As Kate tramps around the city seeking glimpses of the past and spotting people who look like Guillaume, Karafilly offers evocative images of Montreal’s current street life: St. Denis Street, “with its fanciful gables and wrought-iron balconies trailing ivy and spider ferns, petunias and morning glories;” Chinatown, “with whiffs of roasting duck and Oriental spice, the sweetish odour of discarded fruit rotting in wooden crates” and Westmount Park grounds where winding paths, trees and duck ponds, “captivate at this time of year, flaming with gold and scarlet.”

“A photographer is never entirely off the job,” we are told, and Kate almost always has a camera slung on her shoulder as she snaps photos of park after park, person after person. The purpose of photography, its pleasures and its drawbacks, provide an important and intriguing reference throughout the novel. Karafilly has been described as having a painter’s eye but in fact, like Kate, it is through a photographer’s lens that she portrays her characters. At times, the persistent photographer’s eye becomes tedious, offering too much surface and not enough depth.

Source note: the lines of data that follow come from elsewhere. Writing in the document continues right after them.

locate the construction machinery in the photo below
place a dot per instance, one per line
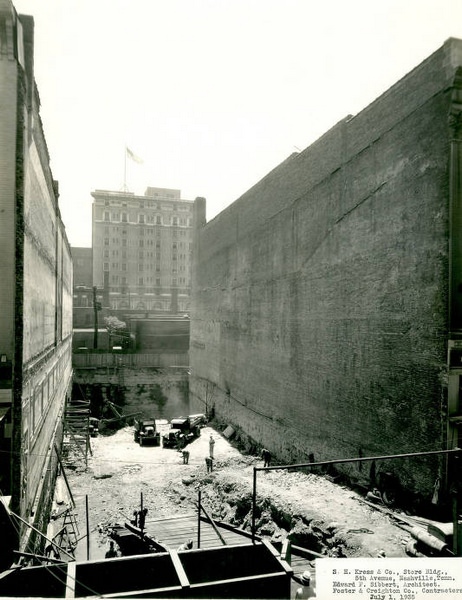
(183, 430)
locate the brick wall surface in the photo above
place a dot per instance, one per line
(319, 319)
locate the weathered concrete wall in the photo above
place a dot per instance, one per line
(319, 322)
(36, 333)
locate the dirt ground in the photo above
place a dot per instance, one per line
(323, 515)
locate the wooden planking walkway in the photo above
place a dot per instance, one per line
(174, 531)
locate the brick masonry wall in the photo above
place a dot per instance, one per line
(319, 320)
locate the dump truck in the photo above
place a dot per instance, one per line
(183, 430)
(146, 432)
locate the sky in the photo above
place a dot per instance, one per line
(210, 94)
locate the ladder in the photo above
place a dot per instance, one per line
(77, 427)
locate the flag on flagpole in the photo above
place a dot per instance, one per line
(133, 156)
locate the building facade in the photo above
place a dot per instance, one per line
(35, 294)
(142, 250)
(83, 295)
(327, 310)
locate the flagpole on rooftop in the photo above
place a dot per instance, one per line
(124, 188)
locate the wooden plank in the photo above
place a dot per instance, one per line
(70, 580)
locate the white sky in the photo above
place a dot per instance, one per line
(211, 94)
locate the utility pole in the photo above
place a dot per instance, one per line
(96, 308)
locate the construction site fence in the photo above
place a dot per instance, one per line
(145, 360)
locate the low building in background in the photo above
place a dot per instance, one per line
(326, 318)
(35, 294)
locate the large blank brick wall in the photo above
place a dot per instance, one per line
(320, 296)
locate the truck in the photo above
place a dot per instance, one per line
(146, 432)
(183, 430)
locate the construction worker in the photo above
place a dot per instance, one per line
(112, 552)
(266, 456)
(186, 546)
(305, 590)
(142, 518)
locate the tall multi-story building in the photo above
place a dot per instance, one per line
(35, 296)
(142, 249)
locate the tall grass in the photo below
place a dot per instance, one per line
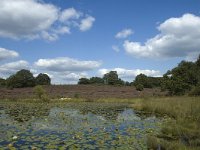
(181, 126)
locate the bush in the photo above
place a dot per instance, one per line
(195, 91)
(43, 79)
(23, 78)
(139, 87)
(41, 93)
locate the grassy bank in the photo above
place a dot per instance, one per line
(181, 126)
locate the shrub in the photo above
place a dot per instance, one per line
(76, 95)
(23, 78)
(195, 91)
(139, 87)
(41, 93)
(43, 79)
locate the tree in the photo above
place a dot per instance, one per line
(43, 79)
(2, 82)
(84, 81)
(96, 80)
(41, 93)
(23, 78)
(111, 78)
(139, 87)
(143, 80)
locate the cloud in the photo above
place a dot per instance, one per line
(124, 34)
(86, 23)
(63, 64)
(115, 48)
(12, 67)
(179, 37)
(68, 14)
(34, 19)
(6, 54)
(128, 74)
(23, 18)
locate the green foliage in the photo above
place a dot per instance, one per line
(40, 92)
(182, 78)
(76, 95)
(84, 81)
(139, 87)
(147, 82)
(175, 85)
(23, 78)
(111, 78)
(43, 79)
(96, 80)
(2, 82)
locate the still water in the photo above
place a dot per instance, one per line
(73, 126)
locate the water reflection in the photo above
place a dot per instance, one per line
(74, 126)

Brad, is described as tall, handsome, and up-and-coming, with “an impressive mop of brownish-red hair, the colour of a chestnut mare,” but it’s hard to sense him as full-blown individual. Ivan, who Kate meets in a bar and spends a night with in a hotel, is tall, sandy-haired, with twinkling eyes and a lopsided, oddly beguiling smile, but neither Kate nor the reader know more about him. The aging but still glamourous Antonia is perfumed and coiffed with “an eye-popping collection of jangling bracelets” but, despite her importance in the novel, she remains a caricature.

The “three R’s” of a typical memoir are remember, regret, and reflect. While Kate’s story has some of these elements, she does not seem to regret what seems a cavalier treatment of her devoted husband. Acknowledging that Brad has behaved with dignity and integrity toward her and all members of her family, she discounts him as complacent, overconfident, “a man who took exceptional pride in his own virtue.” She admits she’s been “aloof and unyielding” in resisting Brad’s attempts to win her over, but insists that “no one could accuse her of not trying hard enough.” At the end of the story, after Antonia’s dramatic and disastrous birthday party, Kate wants to call her husband, perhaps hoping he will rescue her once again. In the final pages, she becomes the subject of another photographer’s relentless attention, and the picture we see at that point is not a pretty one.

 “Time flowing backward” is frequently mentioned observation in this novel which reminded me of Julian Barnes’ The Sense of an Ending and Nicole Krauss’s History of Love, in which older characters reflect on the fluidity of time and the malleability of memory. While lacking the subtle depths of Barnes and the brilliant complexities of Krauss, Karafilly has nonetheless produced a capably crafted and cleverly layered work that is revealed in careful stages like a set of nested bowls.